Chapter 44 – Damir
DAMIR
“In My Room” by Chance Pena
Present
Purple irises.
The old journal sits on the table, the blanket folded beside it. Another song plays on repeat, and my hands… fuck. My hands won't stop moving, fingers tracing the curve of her cheek, the line of her jaw.
Broken. So many demons, so many thoughts, but none strong enough to name what I feel with her lying here, vulnerable in a way I was never supposed to see.
“You’re always so sad…” I whisper, though she won’t hear it, not in her sleep, not in her dreams, if she even has them.
She can’t die. I can’t kill her. I don’t want to.
I’ve never doubted a mission, not once.
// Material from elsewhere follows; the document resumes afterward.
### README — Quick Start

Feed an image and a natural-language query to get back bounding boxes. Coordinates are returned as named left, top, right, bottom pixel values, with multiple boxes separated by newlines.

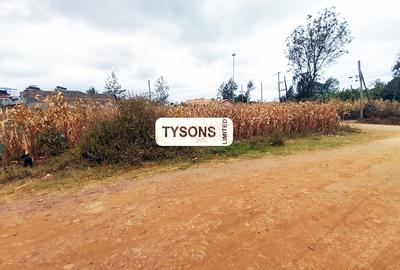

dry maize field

But if it’s true, if she’s that little girl, if all she does is fight for something that was stolen from her, then why should I stop her?
Why do I feel lighter with her next to me?
Why does a fucking smile pull at my lips as I watch her sleep on my chest?
Is she killing me?
Maybe. Maybe her trust is a poison that’s soaked into my bloodstream, maybe her eyes carved into my ribs until my heart turned soft and weak.
Voron.
Voron.
Voron.
I inhale sharply, lifting her into my arms. She shifts slightly, sighs against me, and something in my chest tightens, she’s beautiful.
Does it make sense, this kind of beauty? I don’t think so, but my heart, traitorous, reckless, and alive, recognizes it. Like it was waiting for this moment, like it never thought it would see something like this in a lifetime built on blood and lies.
I lay her on the bed, but I don’t leave, I can’t.
Instead, I lie beside her, still dressed, barely breathing. She’s too close… no. She’s not close enough.
Do I even want to keep tracking her? Or am I just doing a shitty job on this mission?
Fuck.
She breathes so softly, and all I can do is stare. Her face, calm, relaxed, but still so, so sad.
And her words, they echo in my skull, burrow into my skin.
I need to know more, I need to know everything. I don’t know why, I just do, but not now, not tonight.
Tonight, all I want is this, her beside me, the sound of her breathing, the weight of her existence.
I won’t touch her. I won’t move.
I’ll just stay.
And maybe, if I’m lucky, she’ll pull me into whatever dream world she’s in.
My gaze met small drawings on the ceiling of her room. Stars. Drawn by hand, and all I want is to stay underneath the sky she created.